I no longer have a place for the words slut and whore in my vocabulary.  After being surrounded by girls of all walks of life participating in all kinds of activities, I realized I had no idea what those words even mean.  They’ve been integrated into our vocabulary so nonchalantly we’ve accepted them as alright, but both words are worthless adjectives to describe another person with. In the words of Ms. Thornberry from Mean Girls, “You all have got to stop calling each other sluts and whores.  It just makes it okay for guys to call you sluts and whores.”

As much as words matter, my self-worth does not rest in the shrewd vocabulary of a boy.  I’m learning that there is huge difference in being appreciated for gain and just being appreciated for being myself.  In high school, I wanted nothing more than a boy to show me attention in that way, but when I got to college and boys expressed sexually motivated interest in me, I convinced myself this was what I wanted.

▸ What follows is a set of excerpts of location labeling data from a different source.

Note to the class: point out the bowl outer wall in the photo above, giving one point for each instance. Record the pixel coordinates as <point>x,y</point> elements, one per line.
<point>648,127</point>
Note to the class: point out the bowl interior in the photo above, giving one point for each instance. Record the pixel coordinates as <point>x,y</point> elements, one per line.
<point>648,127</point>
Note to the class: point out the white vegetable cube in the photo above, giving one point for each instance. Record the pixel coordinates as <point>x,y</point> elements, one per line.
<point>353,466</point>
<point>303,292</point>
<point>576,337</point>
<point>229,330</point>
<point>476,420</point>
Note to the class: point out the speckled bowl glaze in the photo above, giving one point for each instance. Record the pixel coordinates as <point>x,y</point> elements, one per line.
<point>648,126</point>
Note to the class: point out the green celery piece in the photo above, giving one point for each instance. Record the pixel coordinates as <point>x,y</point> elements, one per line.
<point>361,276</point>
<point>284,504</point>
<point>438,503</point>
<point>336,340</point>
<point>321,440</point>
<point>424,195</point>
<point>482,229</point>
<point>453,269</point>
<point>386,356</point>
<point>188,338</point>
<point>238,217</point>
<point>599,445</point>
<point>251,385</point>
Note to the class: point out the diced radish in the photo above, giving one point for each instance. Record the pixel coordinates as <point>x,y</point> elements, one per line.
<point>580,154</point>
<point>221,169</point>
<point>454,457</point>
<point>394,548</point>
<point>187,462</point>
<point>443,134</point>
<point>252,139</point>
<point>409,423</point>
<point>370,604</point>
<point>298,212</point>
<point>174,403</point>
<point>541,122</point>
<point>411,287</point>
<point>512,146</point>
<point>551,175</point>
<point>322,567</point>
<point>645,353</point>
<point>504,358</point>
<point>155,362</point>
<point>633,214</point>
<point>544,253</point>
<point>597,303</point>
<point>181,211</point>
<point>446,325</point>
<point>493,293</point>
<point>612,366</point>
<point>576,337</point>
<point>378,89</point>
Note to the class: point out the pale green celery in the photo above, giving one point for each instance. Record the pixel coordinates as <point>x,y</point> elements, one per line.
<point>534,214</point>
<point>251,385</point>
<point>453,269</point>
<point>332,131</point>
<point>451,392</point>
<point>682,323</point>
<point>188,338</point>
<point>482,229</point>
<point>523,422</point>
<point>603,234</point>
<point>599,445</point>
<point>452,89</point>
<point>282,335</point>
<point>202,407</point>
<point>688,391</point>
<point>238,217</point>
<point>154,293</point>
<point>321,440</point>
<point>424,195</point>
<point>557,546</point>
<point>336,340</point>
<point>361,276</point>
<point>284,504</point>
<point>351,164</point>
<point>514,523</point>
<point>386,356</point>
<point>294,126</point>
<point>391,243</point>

I’ve heard the line “Don’t compare yourself to other girls” a hundred times over the course of my life, but only when I made a conscious effort to stop making comparisons did I realize how it was affecting my life.  I walk into a room and immediately compare myself to every other girl in the room.  Am I fatter than her?  Should I wear more makeup so I can look like her?  I gradually realized how exhausting this game was; spending the day comparing your flaws to the perceived perfections of others will wear you down thin.  Society pins us against each other enough as it is, I don’t need to add another level of girl-hate.    I don’t know why it took me so long to realize this, but comparing myself to others benefits me in no way.  In order to grow as a woman, I have to learn that not every situation is a greater than or less than situation – not every situation demands that I find a woman I believe I am greater than.

Being a feminist is a key piece of my identity as a woman and an aspect of my life that I am not willing to sacrifice.   I go to one of the most liberal universities in the south, yet declaring yourself as a feminist will still get you an exasperated sigh and a perplexed look.  I’ve learned that there are a lot of people who have a very negative definition of feminism, but there are plenty of women helping to shine a positive light on feminism.

College is absolutely ridiculous and I don’t know how people survive four plus years of this.  But I’m ready to attempt the next three and a half years with an open mind, an accepting heart and a party-ready wardrobe.